Figure 1 Type 2 inflammatory pathways in CRSwNP. (A) Type 2 inflammatory pathways at the nasal epithelium and thymus; (B) Th2 cell differentiation and activation. CRSwNP, chronic rhinosinusitis with nasal polyps; EMT, epithelial-to-mesenchymal transition; FCεRI, immunoglobulin E receptor; IgE, immunoglobulin E; IL, interleukin; iNOS, inducible nitric oxide synthase; OX40L, OX40 ligand; MHC, major histocompatibility complex; TCR, T cell receptor; Th, T helper; TSLP, thymic stromal lymphopoietin.
Type 2 inflammation contributes to NP formation. IL-4 and IL-13 appear to promote NP formation by increasing the expression of periostin, an extracellular matrix protein involved in fibrotic airway tissue remodeling (52, 53). Periostin is secreted by lung fibroblasts of individuals with asthma and acts as an adhesion molecule, binding other extracellular matrix proteins and resulting in subepithelial fibrosis (53). A similar process of increased extracellular protein adhesion, fibrosis, and consequent edema may be involved in NP formation. Periostin is secreted by nasal epithelial cells and, in addition to promoting tissue remodeling, can stimulate the secretion of TSLP, thereby contributing to the continuation of the exaggerated type 2 inflammatory process (54). Among patients with CRSwNP, the expression of periostin is higher in the NPs of those with coexistent asthma than those without and is positively associated with levels of TSLP (54).

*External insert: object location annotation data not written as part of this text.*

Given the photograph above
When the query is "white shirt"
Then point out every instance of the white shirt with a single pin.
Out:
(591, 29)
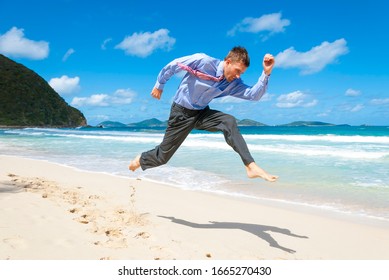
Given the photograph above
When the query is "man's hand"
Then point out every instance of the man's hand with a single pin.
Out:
(268, 63)
(156, 93)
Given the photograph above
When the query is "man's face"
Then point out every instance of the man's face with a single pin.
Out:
(233, 70)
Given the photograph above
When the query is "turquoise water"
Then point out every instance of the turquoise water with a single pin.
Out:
(339, 168)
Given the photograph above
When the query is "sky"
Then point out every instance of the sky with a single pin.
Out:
(103, 57)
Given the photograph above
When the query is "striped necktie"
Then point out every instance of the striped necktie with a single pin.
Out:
(200, 74)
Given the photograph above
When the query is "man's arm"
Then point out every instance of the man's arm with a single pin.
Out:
(156, 93)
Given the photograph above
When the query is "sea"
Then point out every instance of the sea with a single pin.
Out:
(336, 168)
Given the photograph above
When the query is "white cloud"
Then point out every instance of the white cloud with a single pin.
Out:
(352, 92)
(313, 60)
(144, 44)
(357, 108)
(13, 43)
(65, 84)
(99, 100)
(67, 54)
(380, 101)
(119, 97)
(295, 99)
(272, 23)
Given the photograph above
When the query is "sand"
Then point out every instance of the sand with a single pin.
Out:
(53, 212)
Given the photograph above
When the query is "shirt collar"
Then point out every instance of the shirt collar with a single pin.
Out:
(220, 69)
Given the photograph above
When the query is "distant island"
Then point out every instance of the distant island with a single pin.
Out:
(27, 100)
(155, 123)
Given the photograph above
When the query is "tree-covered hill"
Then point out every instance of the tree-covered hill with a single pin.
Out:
(26, 99)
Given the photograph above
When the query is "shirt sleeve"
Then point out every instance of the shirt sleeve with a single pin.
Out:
(253, 93)
(172, 68)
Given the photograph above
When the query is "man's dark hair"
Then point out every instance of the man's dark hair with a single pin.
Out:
(239, 54)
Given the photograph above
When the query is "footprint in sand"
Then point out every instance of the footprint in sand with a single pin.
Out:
(15, 242)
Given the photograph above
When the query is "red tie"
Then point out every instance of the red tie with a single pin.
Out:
(200, 74)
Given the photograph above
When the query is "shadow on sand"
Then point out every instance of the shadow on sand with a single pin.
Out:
(262, 231)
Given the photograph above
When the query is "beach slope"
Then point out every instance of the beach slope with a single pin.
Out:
(55, 212)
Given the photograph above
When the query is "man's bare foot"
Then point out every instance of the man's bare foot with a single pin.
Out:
(254, 171)
(135, 164)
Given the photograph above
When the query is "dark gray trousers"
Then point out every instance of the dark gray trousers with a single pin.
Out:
(182, 121)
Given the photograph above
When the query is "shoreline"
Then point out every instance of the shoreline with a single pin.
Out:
(51, 211)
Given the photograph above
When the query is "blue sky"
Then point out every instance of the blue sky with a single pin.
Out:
(103, 57)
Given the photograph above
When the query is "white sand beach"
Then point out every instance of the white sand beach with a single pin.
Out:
(53, 212)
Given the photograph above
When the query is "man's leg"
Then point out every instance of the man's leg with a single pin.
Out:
(213, 120)
(180, 124)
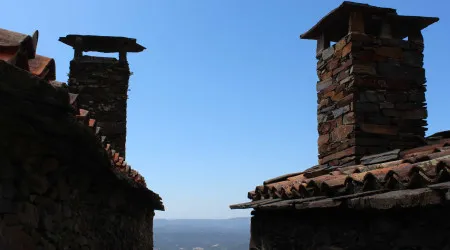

3.2 Chronic inflammation and loss of smell in CRSwNP
Smell loss is a symptom associated with considerable decrement to patients’ HRQoL and imposes an increased risk of depression and anxiety (29, 55, 56). Effective treatments are limited, even in the absence of the additional symptoms associated with CRSwNP (56).
Mechanical obstruction of the airflow to the olfactory cleft due to edema, mucus discharge, and/or the physical presence of NPs may contribute to a loss of smell in patients with CRSwNP (29). However, mechanical obstruction is not thought to be the principal cause of loss of smell, and the physical removal of NPs to improve the airflow to the olfactory cleft does not always restore the sense of smell (57, 58). Indeed, patients with chronic rhinosinusitis without NPs may also experience smell loss, indicating the involvement of additional mechanistic factors.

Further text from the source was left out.